I texted Mary to say I was on the train and she texted back to say she was really sick. As it sunk in this might be more than just a bad day's run I could feel the rising nausea. I looked along the carriages to see if I could see a toilet. None. I could imagine sprinting down the corridor spraying the carriage with... and reached into the backpack to remove a freezer bag only just having time to remove the contents before I bent double behind the seat and filled it up like pulling a pint. Four or five power heaves later and I wondered what was going to happen when the contents, my contents, became greater than the volume of the bag. I stopped before that happened but had to carry my bag of toxic bio-hazzard off the train and through the station like a terrorist. Luckily its all downhill from the station and after I had sourced a drain and nearby litter-bin I jogged the last mile.

toxic bio-hazard

After a quick shower I joined Mary in bed (8pm) and we compared horror stories. (She had had it much worse than I did, having regular occasions to empty herself.) I drank a 2lt bottle of water and by 2am had the strength to eat a bowl of cereal. I realised I probably wouldn't make the Porty E2NB run at 9am.

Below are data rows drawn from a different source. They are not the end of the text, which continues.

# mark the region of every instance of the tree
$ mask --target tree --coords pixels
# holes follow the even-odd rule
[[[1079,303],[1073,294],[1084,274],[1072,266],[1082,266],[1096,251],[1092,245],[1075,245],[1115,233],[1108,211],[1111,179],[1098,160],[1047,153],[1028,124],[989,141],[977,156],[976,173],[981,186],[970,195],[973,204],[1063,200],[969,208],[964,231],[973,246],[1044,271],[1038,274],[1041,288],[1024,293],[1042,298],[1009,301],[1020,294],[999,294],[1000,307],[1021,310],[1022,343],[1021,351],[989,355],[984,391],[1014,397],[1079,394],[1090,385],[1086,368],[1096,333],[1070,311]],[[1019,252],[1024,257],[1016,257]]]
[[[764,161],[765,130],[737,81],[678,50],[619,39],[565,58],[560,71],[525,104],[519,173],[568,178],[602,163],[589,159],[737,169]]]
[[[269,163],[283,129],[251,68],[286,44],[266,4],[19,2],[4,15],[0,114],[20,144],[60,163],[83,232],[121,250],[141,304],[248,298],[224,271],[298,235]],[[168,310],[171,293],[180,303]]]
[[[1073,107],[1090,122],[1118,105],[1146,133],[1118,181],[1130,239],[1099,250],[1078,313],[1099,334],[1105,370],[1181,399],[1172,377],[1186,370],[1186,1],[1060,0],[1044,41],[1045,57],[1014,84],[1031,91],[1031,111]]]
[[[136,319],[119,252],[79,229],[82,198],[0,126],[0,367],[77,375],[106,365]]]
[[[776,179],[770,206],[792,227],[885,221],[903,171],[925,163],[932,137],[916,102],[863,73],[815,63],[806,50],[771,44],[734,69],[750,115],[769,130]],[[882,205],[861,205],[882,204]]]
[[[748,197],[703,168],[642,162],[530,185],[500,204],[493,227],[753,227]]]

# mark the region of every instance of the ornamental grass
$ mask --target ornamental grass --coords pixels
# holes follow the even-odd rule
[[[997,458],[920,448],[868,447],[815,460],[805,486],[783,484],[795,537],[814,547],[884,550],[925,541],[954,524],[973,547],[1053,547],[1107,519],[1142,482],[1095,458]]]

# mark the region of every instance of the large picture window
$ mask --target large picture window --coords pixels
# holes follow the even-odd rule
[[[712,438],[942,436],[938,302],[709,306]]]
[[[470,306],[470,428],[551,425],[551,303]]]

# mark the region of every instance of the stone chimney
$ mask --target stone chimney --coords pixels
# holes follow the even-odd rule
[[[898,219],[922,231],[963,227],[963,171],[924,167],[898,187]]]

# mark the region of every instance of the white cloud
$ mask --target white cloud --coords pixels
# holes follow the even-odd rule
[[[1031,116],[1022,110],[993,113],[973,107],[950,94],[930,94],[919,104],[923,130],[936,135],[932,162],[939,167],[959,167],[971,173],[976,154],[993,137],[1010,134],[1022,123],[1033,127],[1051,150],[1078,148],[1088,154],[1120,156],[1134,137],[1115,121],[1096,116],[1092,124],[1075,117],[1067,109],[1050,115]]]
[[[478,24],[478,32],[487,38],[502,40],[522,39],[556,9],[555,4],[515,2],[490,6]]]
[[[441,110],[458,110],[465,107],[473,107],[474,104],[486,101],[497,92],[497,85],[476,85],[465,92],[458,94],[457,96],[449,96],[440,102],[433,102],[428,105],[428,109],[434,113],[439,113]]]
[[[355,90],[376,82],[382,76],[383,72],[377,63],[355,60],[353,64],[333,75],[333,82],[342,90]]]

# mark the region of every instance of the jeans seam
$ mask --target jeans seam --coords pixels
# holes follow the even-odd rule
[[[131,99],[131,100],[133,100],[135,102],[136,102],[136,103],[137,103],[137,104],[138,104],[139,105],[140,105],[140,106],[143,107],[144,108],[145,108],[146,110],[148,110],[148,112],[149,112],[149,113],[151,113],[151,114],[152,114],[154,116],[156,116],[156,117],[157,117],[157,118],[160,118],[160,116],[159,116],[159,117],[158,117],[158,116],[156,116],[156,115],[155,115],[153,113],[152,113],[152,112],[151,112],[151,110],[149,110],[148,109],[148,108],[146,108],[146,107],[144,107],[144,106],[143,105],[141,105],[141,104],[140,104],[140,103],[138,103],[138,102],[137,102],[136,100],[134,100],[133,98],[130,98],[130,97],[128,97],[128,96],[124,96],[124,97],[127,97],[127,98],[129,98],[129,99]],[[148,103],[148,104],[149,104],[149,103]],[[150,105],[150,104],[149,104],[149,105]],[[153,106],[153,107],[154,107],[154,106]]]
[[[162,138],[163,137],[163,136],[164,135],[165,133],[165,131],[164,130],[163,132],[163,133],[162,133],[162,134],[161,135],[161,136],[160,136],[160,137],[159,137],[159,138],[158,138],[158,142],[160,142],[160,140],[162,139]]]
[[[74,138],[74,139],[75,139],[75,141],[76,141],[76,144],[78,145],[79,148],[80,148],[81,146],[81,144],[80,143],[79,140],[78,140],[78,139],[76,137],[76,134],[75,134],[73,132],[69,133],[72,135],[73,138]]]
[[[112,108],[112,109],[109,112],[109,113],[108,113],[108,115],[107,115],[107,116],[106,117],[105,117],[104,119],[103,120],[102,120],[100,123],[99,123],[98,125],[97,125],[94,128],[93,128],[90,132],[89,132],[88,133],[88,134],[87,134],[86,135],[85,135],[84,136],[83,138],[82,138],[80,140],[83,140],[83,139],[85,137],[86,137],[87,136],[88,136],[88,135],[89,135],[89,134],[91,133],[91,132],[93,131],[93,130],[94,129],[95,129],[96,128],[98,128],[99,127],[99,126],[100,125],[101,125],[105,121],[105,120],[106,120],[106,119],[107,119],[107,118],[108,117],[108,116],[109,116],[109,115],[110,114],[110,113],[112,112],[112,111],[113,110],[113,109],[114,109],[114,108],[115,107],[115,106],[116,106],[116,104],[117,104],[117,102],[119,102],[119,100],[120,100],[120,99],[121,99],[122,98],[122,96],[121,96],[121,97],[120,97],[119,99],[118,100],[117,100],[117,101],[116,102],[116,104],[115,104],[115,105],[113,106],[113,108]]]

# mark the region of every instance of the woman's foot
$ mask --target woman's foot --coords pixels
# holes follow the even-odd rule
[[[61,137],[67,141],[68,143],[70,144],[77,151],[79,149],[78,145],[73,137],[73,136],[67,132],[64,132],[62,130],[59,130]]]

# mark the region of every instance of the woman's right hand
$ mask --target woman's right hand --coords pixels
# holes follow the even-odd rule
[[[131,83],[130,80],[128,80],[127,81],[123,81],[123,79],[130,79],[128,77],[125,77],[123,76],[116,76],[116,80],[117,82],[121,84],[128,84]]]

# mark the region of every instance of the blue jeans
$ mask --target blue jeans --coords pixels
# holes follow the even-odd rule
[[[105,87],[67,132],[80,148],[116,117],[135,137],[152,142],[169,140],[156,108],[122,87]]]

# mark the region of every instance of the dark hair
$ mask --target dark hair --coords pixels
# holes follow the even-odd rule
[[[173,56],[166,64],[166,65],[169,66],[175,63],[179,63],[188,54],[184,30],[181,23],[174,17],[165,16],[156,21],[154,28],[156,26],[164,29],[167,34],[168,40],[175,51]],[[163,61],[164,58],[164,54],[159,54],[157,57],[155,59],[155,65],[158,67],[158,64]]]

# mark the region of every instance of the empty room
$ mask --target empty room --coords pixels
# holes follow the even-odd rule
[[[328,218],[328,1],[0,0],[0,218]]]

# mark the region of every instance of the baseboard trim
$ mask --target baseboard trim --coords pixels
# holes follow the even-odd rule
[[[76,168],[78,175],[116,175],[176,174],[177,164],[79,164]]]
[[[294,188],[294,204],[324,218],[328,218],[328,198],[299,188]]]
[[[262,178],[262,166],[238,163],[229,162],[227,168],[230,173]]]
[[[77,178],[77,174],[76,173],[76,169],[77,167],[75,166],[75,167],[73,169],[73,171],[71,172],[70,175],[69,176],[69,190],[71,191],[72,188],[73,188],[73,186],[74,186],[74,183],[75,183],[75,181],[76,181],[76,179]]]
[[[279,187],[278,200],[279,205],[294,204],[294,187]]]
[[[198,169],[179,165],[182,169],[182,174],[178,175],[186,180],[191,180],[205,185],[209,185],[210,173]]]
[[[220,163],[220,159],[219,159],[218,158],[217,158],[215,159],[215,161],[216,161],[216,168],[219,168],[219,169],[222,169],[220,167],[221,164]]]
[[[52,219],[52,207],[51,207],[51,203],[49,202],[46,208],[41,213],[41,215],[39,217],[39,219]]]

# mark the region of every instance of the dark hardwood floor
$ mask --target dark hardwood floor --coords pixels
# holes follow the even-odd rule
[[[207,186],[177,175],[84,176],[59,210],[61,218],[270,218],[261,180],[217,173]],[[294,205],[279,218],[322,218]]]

Norovirus infection is characterized by nausea, forceful vomiting, watery diarrhoea, and abdominal pain, and in some cases, loss of taste. General lethargy, weakness, muscle aches, headache, coughs, and low-grade fever may occur. The disease is usually self-limiting, and severe illness is rare.

1 comment:

  1. Tough as nails Peter! Semi glad I wasn't well enough for this particular adventure.